While the proposed rule indicates ditches are exempt, the exemption applies only under two narrow conditions. To be exempt, a ditch must be excavated wholly in an upland, drain only an upland and have less than perennial flow. Further, a ditch is exempt if it does not contribute flow, either directly to water, through another water or to a water traditionally defined as a “water of the US.” The exemption would not apply if a ditch flows into another ditch or ephemeral stream that eventually flows into a “waters of the US.”

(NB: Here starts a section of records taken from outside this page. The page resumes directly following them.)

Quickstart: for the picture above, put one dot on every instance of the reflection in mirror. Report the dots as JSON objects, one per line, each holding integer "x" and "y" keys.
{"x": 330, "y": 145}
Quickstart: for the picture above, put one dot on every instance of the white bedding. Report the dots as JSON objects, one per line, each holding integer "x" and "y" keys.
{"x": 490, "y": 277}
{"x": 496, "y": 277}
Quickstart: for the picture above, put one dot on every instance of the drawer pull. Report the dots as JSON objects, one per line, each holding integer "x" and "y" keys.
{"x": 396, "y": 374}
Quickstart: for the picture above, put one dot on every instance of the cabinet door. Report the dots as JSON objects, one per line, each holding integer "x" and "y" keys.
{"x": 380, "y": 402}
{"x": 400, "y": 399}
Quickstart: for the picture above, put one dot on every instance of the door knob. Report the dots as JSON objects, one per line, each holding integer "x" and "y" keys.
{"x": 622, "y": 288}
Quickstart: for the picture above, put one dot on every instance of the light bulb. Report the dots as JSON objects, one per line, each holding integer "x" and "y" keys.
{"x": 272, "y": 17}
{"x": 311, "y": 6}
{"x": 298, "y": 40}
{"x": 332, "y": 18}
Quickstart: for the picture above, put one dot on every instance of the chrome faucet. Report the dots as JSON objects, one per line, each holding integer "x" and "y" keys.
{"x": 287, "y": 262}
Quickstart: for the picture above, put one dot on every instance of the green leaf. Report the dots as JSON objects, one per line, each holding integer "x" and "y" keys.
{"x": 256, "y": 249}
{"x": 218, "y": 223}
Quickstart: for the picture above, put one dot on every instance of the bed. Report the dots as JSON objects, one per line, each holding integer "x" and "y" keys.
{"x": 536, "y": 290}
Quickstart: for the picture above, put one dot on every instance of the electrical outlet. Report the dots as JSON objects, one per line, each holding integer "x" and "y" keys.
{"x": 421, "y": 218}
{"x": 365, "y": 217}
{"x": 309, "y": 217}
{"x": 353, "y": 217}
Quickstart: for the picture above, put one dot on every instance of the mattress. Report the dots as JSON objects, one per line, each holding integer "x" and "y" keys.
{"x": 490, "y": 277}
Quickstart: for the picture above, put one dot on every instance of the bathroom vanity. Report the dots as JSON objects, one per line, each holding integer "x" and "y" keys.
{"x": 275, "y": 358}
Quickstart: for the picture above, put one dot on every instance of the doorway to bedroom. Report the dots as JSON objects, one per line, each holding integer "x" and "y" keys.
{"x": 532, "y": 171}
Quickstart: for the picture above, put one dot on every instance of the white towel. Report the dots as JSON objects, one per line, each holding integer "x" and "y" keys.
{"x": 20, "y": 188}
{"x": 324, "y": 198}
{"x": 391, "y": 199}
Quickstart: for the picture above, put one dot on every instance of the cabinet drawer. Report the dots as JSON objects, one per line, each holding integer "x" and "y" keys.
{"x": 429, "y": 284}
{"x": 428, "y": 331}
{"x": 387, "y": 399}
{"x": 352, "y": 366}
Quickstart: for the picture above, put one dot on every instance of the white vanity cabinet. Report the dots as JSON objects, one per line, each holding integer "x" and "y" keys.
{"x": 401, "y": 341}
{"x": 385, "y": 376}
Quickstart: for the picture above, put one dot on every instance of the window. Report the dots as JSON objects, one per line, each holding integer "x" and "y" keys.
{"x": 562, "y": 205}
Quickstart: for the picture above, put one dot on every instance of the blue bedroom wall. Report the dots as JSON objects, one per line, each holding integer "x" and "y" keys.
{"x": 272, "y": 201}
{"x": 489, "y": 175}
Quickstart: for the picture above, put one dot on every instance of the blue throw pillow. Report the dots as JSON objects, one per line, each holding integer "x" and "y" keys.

Despite EPA’s claim that the proposed rule does nothing more than clarify the scope of ‘‘waters of the United States’’ protected under the Act, many consider it to be a huge land grab that would give the agencies limitless control over how a landowner uses their property. EPA and the Corps have assured the public the proposed rule would have no substantive regulatory impact and would actually reduce the areas that are subject to CWA jurisdiction. Yet maps developed by EPA and the U.S. Geological Survey identify 8.1 million miles of rivers and streams that would be subject to CWA jurisdiction under the revised definition of “waters of the U.S.” proposed by this rule. This represents a significant increase of more than 130 percent over the 2009 estimate of 3.5 million miles subject to CWA jurisdiction that EPA provided in a previous report to Congress. Furthermore, some states have reported an even greater increase of areas that would be subject to CWA jurisdiction under the proposed definition of waters of the U.S. This increase is a direct result of the expanded definition that includes ephemeral streams and the land areas that are adjacent to them as “waters of the U.S.” subject to CWA jurisdiction.